According to Hair et al,19 an absolute minimum of 100 participants is required, with a preferred ratio of at least 5 to 10 participants per item, and ideally up to 20:1 to enhance statistical power and generalizability. With 19 items on the APREMDI, a minimum of 95–190 participants is implied, while the best target would range from 190 to 380 cases.

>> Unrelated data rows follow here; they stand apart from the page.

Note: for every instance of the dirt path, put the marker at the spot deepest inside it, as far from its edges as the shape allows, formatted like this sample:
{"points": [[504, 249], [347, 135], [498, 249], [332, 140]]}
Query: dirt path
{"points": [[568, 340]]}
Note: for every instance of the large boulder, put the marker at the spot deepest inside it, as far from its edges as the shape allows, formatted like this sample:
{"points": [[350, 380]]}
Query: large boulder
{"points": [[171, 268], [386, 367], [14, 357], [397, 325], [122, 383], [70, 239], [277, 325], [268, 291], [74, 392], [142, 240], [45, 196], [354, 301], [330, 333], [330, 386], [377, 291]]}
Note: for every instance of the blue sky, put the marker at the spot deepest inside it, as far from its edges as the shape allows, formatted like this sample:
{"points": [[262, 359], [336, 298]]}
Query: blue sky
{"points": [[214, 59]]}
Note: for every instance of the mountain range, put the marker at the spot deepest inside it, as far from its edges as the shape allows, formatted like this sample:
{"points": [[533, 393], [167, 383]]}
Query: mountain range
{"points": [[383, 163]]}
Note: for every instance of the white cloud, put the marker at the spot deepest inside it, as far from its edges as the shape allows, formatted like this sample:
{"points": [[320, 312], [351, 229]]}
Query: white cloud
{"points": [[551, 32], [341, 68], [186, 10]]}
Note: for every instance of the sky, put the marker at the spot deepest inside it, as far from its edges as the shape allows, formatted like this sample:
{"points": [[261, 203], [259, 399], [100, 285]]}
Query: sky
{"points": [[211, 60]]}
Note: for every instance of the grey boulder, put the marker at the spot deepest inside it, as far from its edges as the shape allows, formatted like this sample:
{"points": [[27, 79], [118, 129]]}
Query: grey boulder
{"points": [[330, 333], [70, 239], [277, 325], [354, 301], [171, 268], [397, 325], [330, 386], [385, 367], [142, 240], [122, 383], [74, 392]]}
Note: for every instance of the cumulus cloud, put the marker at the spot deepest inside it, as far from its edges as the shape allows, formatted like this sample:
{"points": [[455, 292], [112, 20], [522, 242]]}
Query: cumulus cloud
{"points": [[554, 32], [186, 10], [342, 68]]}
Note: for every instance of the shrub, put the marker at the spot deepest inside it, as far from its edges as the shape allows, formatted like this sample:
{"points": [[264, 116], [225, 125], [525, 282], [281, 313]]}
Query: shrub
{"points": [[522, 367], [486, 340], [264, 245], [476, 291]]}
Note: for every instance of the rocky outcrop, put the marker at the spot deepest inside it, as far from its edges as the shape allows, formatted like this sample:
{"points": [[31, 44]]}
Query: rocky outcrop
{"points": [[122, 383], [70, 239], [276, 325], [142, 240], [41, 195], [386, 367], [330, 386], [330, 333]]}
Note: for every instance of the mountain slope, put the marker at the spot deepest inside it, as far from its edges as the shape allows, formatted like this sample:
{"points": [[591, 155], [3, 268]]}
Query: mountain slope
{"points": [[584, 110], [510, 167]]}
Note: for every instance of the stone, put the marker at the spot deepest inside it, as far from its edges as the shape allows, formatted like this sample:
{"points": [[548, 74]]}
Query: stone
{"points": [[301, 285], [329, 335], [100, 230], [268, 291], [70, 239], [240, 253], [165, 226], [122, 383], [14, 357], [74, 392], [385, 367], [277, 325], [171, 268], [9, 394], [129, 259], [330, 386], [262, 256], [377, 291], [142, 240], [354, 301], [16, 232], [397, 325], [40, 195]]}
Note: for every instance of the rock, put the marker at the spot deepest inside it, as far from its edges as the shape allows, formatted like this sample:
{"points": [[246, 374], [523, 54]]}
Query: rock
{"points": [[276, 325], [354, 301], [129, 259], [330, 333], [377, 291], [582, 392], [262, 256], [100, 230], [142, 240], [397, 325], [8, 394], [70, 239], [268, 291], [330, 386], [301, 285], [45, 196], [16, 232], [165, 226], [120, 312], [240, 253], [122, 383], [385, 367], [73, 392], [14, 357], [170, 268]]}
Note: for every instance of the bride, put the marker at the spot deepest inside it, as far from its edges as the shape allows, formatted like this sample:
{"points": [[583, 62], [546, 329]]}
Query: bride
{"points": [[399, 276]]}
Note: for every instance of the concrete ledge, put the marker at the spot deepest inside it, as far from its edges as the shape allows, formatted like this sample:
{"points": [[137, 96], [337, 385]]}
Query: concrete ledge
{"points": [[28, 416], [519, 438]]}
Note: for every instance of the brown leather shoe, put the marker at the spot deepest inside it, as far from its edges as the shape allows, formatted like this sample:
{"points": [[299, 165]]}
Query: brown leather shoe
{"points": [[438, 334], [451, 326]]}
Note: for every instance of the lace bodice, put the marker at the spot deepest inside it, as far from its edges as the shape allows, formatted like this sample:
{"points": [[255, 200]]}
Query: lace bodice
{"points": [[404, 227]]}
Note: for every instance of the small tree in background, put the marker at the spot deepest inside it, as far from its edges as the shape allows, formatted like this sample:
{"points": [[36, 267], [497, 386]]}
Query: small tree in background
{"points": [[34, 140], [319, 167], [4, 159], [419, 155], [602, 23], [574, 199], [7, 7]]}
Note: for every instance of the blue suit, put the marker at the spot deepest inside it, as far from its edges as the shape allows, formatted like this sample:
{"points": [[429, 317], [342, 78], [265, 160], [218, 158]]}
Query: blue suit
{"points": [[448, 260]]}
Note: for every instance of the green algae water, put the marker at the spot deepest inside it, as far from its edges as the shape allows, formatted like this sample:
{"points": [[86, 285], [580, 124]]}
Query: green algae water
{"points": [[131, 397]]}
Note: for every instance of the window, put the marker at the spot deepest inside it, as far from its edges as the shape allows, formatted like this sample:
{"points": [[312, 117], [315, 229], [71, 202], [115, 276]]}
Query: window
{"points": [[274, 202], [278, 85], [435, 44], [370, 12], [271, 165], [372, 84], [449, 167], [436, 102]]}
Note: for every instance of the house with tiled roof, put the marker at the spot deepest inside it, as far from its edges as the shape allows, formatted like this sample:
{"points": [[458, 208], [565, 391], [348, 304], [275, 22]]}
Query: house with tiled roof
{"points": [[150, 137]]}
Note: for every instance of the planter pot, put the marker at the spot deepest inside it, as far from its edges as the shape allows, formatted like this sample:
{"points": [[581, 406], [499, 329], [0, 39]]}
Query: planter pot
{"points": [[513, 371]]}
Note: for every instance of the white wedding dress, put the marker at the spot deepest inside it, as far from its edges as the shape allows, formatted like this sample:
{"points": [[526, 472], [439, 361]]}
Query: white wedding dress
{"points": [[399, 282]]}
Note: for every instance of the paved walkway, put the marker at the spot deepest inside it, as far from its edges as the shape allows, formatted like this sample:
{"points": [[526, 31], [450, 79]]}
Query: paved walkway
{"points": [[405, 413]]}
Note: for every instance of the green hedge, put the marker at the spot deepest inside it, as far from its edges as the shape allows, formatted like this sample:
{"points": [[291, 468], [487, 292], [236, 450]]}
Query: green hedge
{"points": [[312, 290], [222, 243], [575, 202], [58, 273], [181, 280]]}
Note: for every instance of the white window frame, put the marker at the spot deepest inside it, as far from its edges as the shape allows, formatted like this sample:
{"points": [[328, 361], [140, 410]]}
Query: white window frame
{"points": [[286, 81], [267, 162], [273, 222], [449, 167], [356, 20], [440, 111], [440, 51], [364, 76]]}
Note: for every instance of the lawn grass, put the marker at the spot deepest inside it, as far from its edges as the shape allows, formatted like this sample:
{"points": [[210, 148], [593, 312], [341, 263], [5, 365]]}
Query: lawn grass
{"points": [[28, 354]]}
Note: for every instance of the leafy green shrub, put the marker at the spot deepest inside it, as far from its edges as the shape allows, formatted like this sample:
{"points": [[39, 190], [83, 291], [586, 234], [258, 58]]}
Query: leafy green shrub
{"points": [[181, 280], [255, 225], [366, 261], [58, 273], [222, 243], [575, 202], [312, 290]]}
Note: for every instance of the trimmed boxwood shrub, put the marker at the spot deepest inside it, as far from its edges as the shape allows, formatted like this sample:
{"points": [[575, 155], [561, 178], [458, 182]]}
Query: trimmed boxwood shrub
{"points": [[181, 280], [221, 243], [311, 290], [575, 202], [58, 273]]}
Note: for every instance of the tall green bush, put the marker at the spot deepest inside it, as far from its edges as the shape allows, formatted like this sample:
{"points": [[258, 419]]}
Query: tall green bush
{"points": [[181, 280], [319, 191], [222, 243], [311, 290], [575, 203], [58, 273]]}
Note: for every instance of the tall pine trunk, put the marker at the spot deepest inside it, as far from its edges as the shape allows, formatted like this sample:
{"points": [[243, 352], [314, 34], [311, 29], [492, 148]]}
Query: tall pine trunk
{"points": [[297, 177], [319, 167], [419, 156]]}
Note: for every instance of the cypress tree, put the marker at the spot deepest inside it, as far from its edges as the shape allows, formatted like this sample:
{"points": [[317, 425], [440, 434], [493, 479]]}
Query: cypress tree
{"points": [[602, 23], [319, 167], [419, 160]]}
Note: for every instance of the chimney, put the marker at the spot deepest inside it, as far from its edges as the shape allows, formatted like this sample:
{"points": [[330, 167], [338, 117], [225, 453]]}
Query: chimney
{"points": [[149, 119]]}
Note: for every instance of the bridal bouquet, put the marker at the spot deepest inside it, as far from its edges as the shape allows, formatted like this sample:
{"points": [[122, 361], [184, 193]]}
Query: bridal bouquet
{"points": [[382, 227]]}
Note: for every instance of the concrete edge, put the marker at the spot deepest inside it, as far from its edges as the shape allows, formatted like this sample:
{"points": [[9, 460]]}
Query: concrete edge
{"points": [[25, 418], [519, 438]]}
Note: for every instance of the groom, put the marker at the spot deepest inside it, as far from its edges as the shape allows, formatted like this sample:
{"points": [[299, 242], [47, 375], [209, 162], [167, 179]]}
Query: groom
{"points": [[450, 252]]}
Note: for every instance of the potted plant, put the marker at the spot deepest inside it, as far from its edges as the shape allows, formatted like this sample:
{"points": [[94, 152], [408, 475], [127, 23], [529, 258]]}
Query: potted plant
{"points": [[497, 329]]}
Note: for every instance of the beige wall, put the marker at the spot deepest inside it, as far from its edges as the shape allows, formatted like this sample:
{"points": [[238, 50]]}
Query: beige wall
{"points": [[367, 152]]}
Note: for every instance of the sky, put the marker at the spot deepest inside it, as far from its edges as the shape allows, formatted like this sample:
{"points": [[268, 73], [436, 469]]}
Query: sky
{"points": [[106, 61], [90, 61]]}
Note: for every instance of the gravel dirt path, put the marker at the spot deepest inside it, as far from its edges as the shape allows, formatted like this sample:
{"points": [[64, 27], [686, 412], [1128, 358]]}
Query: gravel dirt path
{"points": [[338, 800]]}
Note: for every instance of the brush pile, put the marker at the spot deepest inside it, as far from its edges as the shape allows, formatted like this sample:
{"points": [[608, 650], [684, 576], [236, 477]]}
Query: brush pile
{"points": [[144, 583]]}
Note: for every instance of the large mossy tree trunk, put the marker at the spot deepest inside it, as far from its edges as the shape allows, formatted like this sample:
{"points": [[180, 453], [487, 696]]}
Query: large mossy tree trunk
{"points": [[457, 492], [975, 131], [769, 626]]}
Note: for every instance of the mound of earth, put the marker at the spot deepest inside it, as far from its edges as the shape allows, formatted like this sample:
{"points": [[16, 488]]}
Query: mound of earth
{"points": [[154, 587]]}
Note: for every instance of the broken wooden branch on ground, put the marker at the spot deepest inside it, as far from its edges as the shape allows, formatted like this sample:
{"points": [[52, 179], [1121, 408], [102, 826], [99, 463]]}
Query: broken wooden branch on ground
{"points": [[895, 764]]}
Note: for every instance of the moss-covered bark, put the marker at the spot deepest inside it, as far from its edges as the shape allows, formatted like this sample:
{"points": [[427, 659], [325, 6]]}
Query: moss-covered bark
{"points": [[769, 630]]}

Additionally, considering potential exclusions and aiming to strengthen subgroup representativeness across diverse hospital units and demographic strata, we added a conservative 20% margin to compensate for attrition or noncompletion. Therefore, the target sample was set between 228 and 456 participants. The final sample included 337 completed responses, which not only exceeds the minimum methodological threshold but also falls within the optimal range for robust exploratory factor analysis (EFA) and confirmatory factor analysis (CFA). This ratio of approximately 17.7 participants per item minimizes the risk of model overfitting and enhances the stability and generalizability of the factor structure.

Participants

Eligible participants were adults aged 18 years or older, with a hospitalization length of at least 1 day or discharged within 30 days prior to the interview, that were able to understand and respond to the scale items. Those who declined to take part, withdrew consent, were illiterate, were cognitively impaired, had delirium, or had dementia were ineligible. All included eligible participants were inpatients.

Location and Time

A total of 337 inpatients were recruited through convenience sampling from psychiatric, medical, and surgical units across 3 tertiary hospitals in Rio de Janeiro: HUCFF/UFRJ, IPUB/UFRJ, and HMLJ, between September 2022 and May 2024. The final sample was demographically diverse in terms of age, sex, education level, and hospital unit. Figure 1 illustrates a STROBE (Strengthening the Reporting of Observational Studies in Epidemiology)–compliant20 flow diagram of participant recruitment and inclusion.

Flowchart shows participant recruitment process for epidemiology study, with final sample meeting STROBE guidelines.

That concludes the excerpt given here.